“Narcissus Garden” is one of Yayoi Kusama’s most contemplative pieces, comprised of 1,500 stainless steel orbs, left to float on a pond. The piece has been shown at Philip Johnson’s Glass House in Connecticut in 2016, and England’s Chatsworth House in 2009, both of which invited the viewer to contemplate the spheres’ manicured yet natural garden surroundings. Now however, in collaboration with MoMA PS1, the work is coming to the industrial environment of a former garage in Fort Tilden, in the Rockaways. “It will look very, very different than before,” curator Klaus Biesenbach told The New York Times.
From July 1st until September 3rd, you’ll be able to see the piece as part of MoMA PS1’s Rockaway!, a festival set up to benefit the Rockaways after Hurricane Sandy devastated the area.
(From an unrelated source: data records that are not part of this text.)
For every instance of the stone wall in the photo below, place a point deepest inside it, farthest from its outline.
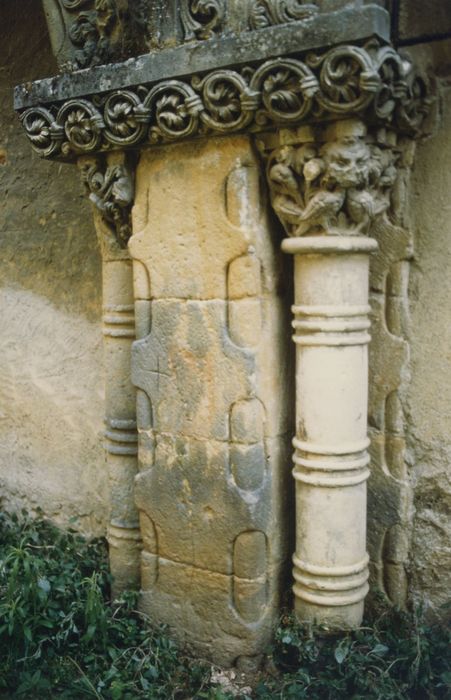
(51, 385)
(429, 398)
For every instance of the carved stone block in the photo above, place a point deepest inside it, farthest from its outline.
(211, 367)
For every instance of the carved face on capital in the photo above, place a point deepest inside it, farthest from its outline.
(347, 163)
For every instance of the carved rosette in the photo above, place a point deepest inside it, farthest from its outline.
(372, 81)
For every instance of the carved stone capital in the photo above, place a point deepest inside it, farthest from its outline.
(88, 33)
(335, 180)
(110, 186)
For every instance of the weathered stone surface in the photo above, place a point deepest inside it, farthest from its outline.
(51, 396)
(211, 368)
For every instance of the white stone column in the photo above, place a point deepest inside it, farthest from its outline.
(328, 186)
(331, 460)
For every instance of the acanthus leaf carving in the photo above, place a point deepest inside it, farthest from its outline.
(265, 13)
(111, 190)
(201, 19)
(337, 186)
(92, 32)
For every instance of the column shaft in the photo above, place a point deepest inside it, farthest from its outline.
(331, 460)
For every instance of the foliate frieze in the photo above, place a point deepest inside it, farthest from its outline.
(111, 190)
(337, 183)
(266, 13)
(343, 82)
(202, 19)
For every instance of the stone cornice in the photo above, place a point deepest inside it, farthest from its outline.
(371, 81)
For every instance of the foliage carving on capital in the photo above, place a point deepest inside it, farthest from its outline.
(111, 190)
(201, 19)
(335, 183)
(266, 13)
(371, 82)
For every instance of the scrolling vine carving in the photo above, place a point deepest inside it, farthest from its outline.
(202, 18)
(345, 81)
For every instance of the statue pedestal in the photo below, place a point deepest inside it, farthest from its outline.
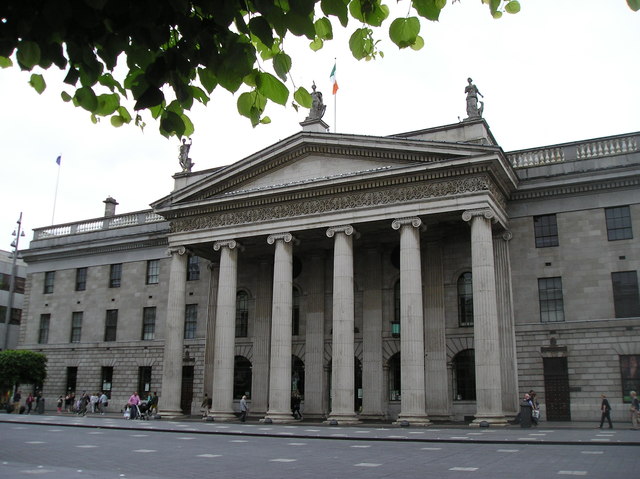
(315, 125)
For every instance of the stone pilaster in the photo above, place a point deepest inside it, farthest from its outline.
(174, 335)
(372, 375)
(413, 400)
(281, 323)
(314, 339)
(262, 338)
(225, 330)
(485, 319)
(437, 393)
(343, 360)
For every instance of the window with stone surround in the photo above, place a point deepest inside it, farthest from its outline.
(626, 299)
(153, 271)
(190, 321)
(242, 314)
(618, 223)
(76, 326)
(43, 330)
(545, 229)
(49, 278)
(115, 275)
(111, 325)
(465, 300)
(551, 300)
(81, 279)
(148, 323)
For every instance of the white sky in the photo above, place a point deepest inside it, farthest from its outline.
(558, 71)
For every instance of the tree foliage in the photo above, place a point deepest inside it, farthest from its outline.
(176, 52)
(21, 367)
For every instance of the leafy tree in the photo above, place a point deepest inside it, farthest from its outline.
(178, 51)
(21, 367)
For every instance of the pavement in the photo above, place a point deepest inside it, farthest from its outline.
(547, 433)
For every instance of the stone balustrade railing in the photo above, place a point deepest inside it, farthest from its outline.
(98, 224)
(618, 145)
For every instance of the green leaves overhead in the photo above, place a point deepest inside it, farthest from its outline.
(175, 54)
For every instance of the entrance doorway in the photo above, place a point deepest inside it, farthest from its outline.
(556, 389)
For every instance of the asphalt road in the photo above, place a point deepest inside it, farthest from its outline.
(95, 448)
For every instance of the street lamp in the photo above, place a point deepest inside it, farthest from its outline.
(12, 282)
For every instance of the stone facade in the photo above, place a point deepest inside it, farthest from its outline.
(392, 278)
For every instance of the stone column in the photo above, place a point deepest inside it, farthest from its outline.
(225, 331)
(413, 400)
(438, 400)
(342, 363)
(508, 358)
(372, 375)
(314, 339)
(485, 320)
(281, 323)
(262, 338)
(174, 335)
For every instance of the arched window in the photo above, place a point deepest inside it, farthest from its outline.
(395, 324)
(242, 314)
(394, 377)
(465, 300)
(241, 377)
(295, 320)
(464, 375)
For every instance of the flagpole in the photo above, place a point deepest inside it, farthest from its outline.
(55, 196)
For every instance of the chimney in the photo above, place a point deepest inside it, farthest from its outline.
(110, 207)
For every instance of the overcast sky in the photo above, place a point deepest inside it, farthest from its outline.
(558, 71)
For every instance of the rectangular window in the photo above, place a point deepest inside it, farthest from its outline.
(115, 275)
(81, 279)
(107, 380)
(76, 326)
(190, 321)
(148, 323)
(111, 325)
(193, 268)
(626, 299)
(618, 223)
(550, 297)
(546, 231)
(49, 278)
(43, 330)
(153, 271)
(144, 381)
(630, 375)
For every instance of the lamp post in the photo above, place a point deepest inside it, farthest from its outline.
(12, 282)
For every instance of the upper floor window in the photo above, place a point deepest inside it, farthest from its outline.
(81, 279)
(242, 314)
(43, 330)
(546, 231)
(465, 300)
(111, 325)
(193, 268)
(115, 275)
(49, 278)
(76, 326)
(618, 223)
(190, 321)
(153, 271)
(148, 323)
(550, 298)
(626, 299)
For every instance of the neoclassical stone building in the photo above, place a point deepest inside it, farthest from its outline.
(416, 277)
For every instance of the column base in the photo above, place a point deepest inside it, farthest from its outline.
(492, 421)
(412, 420)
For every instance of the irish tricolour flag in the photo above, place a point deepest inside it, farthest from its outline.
(333, 79)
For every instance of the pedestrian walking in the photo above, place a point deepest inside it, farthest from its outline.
(605, 409)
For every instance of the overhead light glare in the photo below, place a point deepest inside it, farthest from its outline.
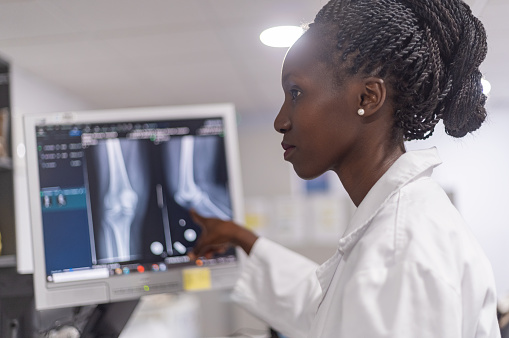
(486, 86)
(281, 36)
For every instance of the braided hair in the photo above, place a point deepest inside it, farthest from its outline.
(429, 51)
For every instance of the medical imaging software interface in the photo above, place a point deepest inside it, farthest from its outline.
(115, 197)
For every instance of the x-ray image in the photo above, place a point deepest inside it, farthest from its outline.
(195, 178)
(122, 198)
(141, 193)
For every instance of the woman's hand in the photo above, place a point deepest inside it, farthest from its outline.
(217, 235)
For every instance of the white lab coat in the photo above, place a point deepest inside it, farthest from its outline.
(407, 266)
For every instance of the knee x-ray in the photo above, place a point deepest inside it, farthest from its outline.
(141, 192)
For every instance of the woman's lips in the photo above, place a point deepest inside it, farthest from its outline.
(287, 148)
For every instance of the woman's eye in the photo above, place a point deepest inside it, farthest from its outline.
(295, 93)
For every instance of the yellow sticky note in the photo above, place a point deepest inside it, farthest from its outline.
(196, 279)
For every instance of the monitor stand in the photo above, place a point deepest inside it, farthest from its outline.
(108, 320)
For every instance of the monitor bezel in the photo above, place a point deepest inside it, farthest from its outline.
(98, 291)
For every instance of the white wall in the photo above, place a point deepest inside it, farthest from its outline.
(475, 170)
(31, 95)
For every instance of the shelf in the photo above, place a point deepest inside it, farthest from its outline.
(5, 163)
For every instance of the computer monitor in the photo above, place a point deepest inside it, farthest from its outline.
(110, 193)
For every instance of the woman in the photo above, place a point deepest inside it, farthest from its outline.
(366, 76)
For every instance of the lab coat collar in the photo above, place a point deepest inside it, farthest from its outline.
(407, 168)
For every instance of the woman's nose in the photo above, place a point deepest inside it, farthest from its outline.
(282, 122)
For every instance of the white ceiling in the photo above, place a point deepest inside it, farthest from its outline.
(124, 53)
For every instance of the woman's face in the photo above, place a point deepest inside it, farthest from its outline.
(318, 119)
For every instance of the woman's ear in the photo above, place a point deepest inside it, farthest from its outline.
(373, 95)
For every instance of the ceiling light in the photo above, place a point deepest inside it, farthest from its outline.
(281, 36)
(486, 86)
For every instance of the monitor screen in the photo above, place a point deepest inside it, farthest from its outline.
(110, 194)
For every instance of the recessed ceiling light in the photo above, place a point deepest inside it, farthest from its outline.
(281, 36)
(486, 86)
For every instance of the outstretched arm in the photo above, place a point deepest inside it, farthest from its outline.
(217, 235)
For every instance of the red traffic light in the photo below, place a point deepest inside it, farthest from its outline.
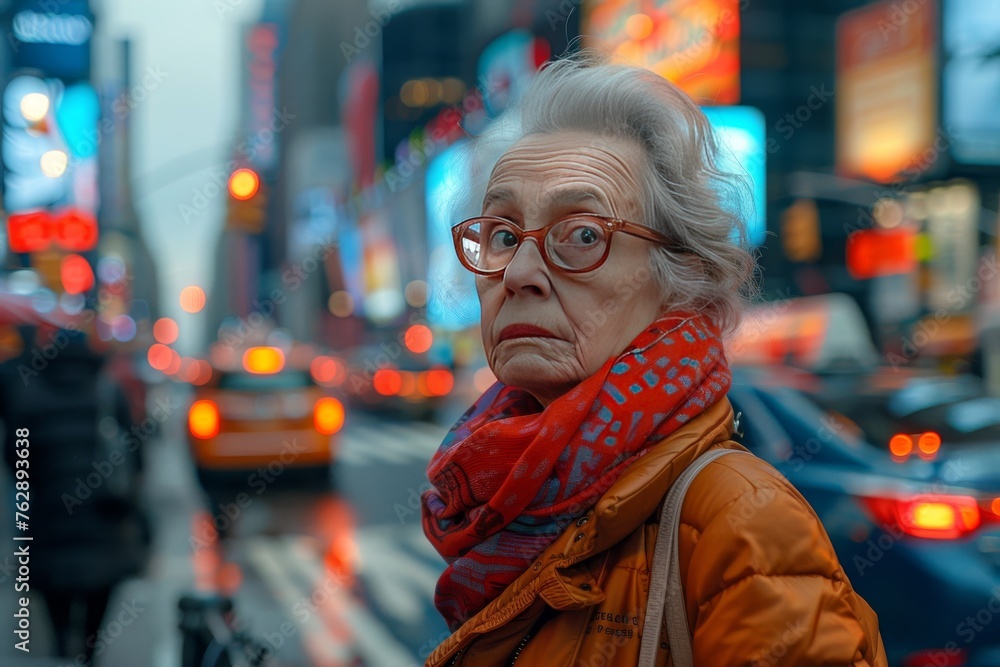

Not that the danger has passed — only last month, the city closed a section of the beach because of erosion. Good for the beach, less great for the hordes who descend every weekend from the city.
Previous works at the festival have included Patti Smith’s “Resilience of the Dreamer,” and a neon drenched abandoned house by Katharina Grosse (who spoke to i-D about the project in 2016). One thing it won’t help with, presumably, are the summer crowds — Kusama’s “Infinity Rooms” are an enduringly popular draw at museums across the world.